Signature Method in Analysis and Prediction of Stock Price

Background and Motivations

The raw motivation for signature method is to find a solution to controlled SDE. However, its practical usage is also wide recognized. It could be deemed as an extraction of the unique feature of a path. It has been reported that signature could efficiently formulate the dynamics of path-dependent data. Based on this, it could thus be applied to the area of stochastic modelling and statistical machine-learning.
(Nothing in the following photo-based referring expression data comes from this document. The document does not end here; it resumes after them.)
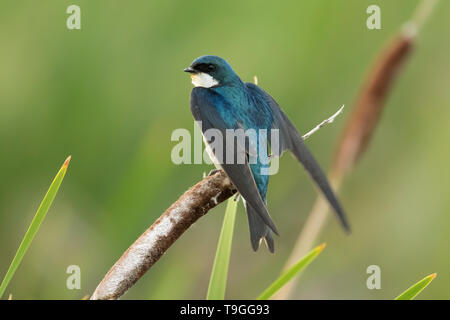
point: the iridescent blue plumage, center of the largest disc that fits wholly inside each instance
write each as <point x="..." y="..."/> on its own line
<point x="222" y="101"/>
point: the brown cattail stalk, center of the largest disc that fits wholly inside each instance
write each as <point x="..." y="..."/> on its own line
<point x="157" y="239"/>
<point x="359" y="129"/>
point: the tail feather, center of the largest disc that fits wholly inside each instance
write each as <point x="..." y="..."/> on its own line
<point x="259" y="230"/>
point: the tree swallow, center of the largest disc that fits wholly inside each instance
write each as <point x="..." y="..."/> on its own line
<point x="222" y="101"/>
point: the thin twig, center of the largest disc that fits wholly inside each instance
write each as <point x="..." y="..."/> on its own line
<point x="157" y="239"/>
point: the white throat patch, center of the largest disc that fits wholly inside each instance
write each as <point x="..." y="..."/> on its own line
<point x="204" y="80"/>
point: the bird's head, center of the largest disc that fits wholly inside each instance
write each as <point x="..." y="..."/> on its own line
<point x="211" y="71"/>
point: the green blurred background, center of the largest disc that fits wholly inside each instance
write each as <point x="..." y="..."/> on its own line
<point x="111" y="94"/>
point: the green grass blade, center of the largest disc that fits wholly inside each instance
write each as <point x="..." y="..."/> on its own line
<point x="218" y="280"/>
<point x="417" y="288"/>
<point x="34" y="226"/>
<point x="292" y="272"/>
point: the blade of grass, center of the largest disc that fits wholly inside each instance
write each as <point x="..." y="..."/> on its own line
<point x="291" y="272"/>
<point x="34" y="226"/>
<point x="219" y="273"/>
<point x="417" y="288"/>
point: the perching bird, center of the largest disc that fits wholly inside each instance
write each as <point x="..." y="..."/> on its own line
<point x="221" y="100"/>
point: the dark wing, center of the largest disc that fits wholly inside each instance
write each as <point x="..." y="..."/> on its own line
<point x="204" y="109"/>
<point x="291" y="139"/>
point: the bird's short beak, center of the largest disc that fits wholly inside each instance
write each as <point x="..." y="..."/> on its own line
<point x="190" y="70"/>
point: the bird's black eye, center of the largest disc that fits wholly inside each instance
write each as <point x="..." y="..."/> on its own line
<point x="211" y="67"/>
Stock market data is a typical stream of path-dependent data, and signature could satisfy the following two core aims:

  1. Extract the feature of the dynamics of market behavior for further analysis and prediction.
  2. Compress the data - Normally we just need signature truncated to the second order, this would be much smaller compared to raw data. (dimension of a stream of 2nd signature is 7, no matter how long the data is).
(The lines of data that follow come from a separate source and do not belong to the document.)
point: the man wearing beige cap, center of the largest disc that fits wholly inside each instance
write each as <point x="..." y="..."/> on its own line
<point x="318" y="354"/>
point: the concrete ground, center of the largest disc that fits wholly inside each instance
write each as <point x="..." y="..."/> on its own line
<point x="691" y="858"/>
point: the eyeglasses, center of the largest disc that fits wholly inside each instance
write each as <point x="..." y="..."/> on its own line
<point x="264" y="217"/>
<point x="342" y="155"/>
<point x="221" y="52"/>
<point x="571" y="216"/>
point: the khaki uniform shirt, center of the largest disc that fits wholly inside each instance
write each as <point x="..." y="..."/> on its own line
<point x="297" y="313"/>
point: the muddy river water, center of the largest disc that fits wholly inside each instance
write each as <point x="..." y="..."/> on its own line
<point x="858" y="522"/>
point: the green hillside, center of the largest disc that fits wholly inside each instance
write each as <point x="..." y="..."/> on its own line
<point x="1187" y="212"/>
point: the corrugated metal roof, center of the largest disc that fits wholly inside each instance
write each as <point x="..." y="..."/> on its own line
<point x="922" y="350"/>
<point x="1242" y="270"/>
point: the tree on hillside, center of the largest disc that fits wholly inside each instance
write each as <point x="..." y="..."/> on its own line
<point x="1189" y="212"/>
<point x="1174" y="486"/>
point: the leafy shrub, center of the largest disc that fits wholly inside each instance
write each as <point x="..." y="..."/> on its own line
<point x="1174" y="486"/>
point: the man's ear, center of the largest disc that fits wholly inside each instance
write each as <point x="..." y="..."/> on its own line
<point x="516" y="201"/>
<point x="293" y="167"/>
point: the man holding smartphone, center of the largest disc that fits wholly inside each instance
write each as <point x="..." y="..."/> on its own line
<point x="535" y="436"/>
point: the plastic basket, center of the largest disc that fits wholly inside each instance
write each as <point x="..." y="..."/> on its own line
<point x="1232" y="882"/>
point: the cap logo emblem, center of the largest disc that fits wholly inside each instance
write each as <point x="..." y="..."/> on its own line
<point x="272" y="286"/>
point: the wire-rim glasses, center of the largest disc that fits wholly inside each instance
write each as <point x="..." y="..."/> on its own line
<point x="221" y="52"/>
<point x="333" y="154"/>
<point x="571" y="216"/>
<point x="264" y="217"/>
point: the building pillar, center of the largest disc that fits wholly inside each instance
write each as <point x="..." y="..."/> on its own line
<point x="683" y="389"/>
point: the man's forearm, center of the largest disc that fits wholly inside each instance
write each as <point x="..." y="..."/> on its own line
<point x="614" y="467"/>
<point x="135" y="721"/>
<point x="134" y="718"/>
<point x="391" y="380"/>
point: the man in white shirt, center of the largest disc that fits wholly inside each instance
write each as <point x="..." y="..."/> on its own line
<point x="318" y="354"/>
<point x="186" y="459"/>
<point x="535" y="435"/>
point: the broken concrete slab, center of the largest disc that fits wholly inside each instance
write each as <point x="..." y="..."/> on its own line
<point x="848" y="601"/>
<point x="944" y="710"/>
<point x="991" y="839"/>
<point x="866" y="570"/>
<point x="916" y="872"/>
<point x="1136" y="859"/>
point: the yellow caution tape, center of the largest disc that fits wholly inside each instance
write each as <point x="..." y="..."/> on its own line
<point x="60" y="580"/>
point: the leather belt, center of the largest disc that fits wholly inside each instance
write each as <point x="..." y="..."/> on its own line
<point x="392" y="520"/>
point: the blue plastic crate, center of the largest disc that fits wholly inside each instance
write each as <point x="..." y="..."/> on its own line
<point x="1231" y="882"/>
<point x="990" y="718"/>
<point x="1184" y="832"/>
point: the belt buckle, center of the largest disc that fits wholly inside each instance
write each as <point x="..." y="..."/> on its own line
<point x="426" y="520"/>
Signature in Classifying the Stock

In this and the following section, the signature is computed by the esig package on python.

A direct question is that could signature really tell the difference between different stocks? If it could recognize the unique feature of the stock, it should be able to classify different stocks. Hence we compute and plot the second order signatures of two different stocks. We could see different shape in the two clusters.

Two stocks are presented and clustered by signature.

Signature method in Predicting the Stock

The ability to predict of signature and its accuracy have been widely discussed by many papers. In this paper, we would consider its usage in more complicated scenarios compared to traditional Machine Learning method.

Extensibility

By Extensibility, we mean how this method would work when we need to reproduce the predictions based on the predicted set. For example, we are trained on 2020-01-01 to 2020-12-30, and make predictions from 2021-01-01 to 2021-03-31, then, regenerate a prediction based on the set 2020-03-31 to 2021-03-31, and realized an ‘extended’ prediction on 2021-04-01 to 2021-06-30.

This is the price predicted and extended based on linear regression model, we could witness the prediction is acceptable but the regenerated ones are totally incorrect This is the regenerated set from signature method. It captures almost all the dynamics although there is a gap between actual prices.

We could witness the prediction of signature is sightly impacted by the re-generating process. In this section and the following sections, we would find that the actual value of price couldn’t be fully captured by signature method, but it successfully capture the dynamics. Be aware, for stocks, we just need to know the dynamics and that’s enough to make profits.

Reliance on Timeliness

For this part, we consider how accurate the prediction is if we don’t use the latest data. For this, we are going to explore the timeliness impact, since:

  1. The most up-to-date data is not very easy to obtain for stock markets. There could be gaps between training and prediction data.
  2. The characteristic of the stock should be its property that wouldn’t change from time to time. That is, if we could extract the characteristic of a stock, it would be consistent on when we extract them. The characteristic of the same stock extracted from Phase 1 and Phase 2 should be the same.

As from the following figure, we could witness the prediction is still acceptable under the existence of a time gap between learning and prediction set. Prediction when the gap between prediction and training set exists.

Reliance on the Training Set

Here, we would consider how the prediction would react to a decreased training set. With less training data, would the accuracy of predictions be remarkably affected? This is also reasonable, as:

  1. If the training set is smaller, the dimension of regression model could be remarkably decreased. - Compuational Efficiency Purposes.
  2. The size of training set wouldn’t be a critical factor as long as it is sufficient for understanding the underlying mechanism.

Prediction based on 380 points and 280 points of stock price.

What we could witness is that, if we decreasing the training set from 380 points to be 280 points, the prediction is still acceptable. This shows the signature method is a convincing and efficient method.

Cross Training

Cross training is an idea that we train the model by A, but test it on B, where A and B are similar asset. The motivation is trival, as the paper by Sirignano and Cont, there are universal mechanism behind stock markets. In other words, if A and B are corelated, we should have good predictions by cross training.

The prediction based on cross training. As from the figure, we could witness a close prediction by the cross training.

This work is still in progress.

Acknowledgements

Thanks the support of TaiLong Bank and the Hui-Chun Chin and Tsung-Dao Lee Chinese Undergraduate Research Endowment.